Insight creates new memories in the brain
We've all had that ‘Aha!’ moment when pieces of a puzzling problem all seem to fall into place as we gain insight into a previously obscured solution. But what happens in our brains when we think ‘Aha!’? That was the question that, under supervision of LiI PI Christian Döller, Branka Milivojevic and Alejandro Vicente-Grabovetsky, researchers from the Donders Institute at Radboud University, sought to answer,
Recombining old memories to form a coherent story
They used The Sims 3 life-simulation game to make animated videos of life-like events which they showed to participants whose brain activity was monitored using an MRI scanner. The researchers found that after people realized how some events fit together into a story, the memories of those events were joined together– just like pieces of a puzzle – to form a new memory of the entire story.

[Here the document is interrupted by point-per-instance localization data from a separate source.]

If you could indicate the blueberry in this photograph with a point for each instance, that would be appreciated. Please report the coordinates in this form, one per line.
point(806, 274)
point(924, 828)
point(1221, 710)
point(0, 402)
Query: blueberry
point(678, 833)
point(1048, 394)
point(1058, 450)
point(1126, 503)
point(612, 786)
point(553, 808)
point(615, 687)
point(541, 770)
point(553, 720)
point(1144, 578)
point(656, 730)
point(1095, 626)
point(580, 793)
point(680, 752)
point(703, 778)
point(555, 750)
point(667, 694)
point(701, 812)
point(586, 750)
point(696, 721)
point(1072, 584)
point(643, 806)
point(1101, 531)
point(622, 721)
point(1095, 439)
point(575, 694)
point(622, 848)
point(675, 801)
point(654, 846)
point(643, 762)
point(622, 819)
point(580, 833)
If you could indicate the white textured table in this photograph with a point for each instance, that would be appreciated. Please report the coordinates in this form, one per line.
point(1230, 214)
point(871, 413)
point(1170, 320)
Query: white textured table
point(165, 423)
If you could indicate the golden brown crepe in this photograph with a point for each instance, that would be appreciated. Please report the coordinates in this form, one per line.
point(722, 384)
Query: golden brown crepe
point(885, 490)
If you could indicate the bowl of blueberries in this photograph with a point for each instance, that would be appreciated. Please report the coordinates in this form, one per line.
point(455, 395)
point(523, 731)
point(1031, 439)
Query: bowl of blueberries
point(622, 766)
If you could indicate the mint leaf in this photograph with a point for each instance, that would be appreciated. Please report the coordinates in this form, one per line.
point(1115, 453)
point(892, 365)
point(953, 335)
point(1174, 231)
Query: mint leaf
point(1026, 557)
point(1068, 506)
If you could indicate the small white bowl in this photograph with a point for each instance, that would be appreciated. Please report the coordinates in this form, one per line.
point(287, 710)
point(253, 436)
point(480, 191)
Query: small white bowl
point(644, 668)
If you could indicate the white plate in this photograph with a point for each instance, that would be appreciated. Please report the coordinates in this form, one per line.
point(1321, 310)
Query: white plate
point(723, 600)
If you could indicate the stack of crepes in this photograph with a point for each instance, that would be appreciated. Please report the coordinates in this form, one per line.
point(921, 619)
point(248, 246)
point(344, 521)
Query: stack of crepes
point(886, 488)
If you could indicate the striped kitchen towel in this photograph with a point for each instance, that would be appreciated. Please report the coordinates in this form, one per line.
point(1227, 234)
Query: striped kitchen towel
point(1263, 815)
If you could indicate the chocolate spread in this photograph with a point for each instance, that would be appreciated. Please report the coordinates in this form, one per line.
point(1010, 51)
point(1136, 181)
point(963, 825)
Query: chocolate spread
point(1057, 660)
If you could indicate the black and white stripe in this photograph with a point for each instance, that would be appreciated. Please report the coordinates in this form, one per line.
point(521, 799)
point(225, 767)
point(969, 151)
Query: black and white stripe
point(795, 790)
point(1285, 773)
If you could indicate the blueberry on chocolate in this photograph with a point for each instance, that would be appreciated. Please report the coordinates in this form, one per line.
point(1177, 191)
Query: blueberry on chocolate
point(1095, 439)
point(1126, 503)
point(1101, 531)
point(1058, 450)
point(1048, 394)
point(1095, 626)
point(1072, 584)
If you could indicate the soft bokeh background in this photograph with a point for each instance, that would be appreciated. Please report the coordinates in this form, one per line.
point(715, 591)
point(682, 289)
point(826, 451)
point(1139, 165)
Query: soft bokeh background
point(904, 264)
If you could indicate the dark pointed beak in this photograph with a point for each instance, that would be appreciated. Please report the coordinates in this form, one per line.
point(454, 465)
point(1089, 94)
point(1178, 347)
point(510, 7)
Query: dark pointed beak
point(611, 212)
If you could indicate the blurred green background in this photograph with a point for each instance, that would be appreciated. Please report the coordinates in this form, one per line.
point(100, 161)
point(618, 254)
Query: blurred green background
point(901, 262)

This effect could be seen in the hippocampus and medial prefrontal cortex: brain regions involved in memory for personal, autobiographical, events.
Sometimes the relationship between events (the left and right puzzle pieces) is only understood once the 'final puzzle piece' comes to light (in the middle). For the first time, researchers were able to record the brain signature of this process.
These findings reveal the mechanism which allows us to piece together events, which often happen at different times, into a single personal story we can tell our friends. Sometimes such stories can be clear, as the case may be when we recall steps taken to plan a birthday party. But at other times a story may remain unclear until we gain novel insights that enable us to piece together a number of seemingly unrelated events. For instance when someone throws us a surprise birthday party, we may only become aware of the significance of certain events once we realize that they were related to keeping the party a secret. In this case, gaining insight into the existence of the surprise party would lead to a reorganization of memories of previously unrelated events and formation of a new memory for the complete story.
This is the first time scientists have been able to visualize how the brain flexibly recombines memories of past events when new information comes to light. This research has important implications for knowledge acquisition in educational settings. It suggest that teachers can aid learning, not only by explicitly providing the context for new material as they already do, but also by pointing out links within previously learned material, thus eliciting reorganization of neural representations of knowledge and the accompanying formation of an integrated “big picture”.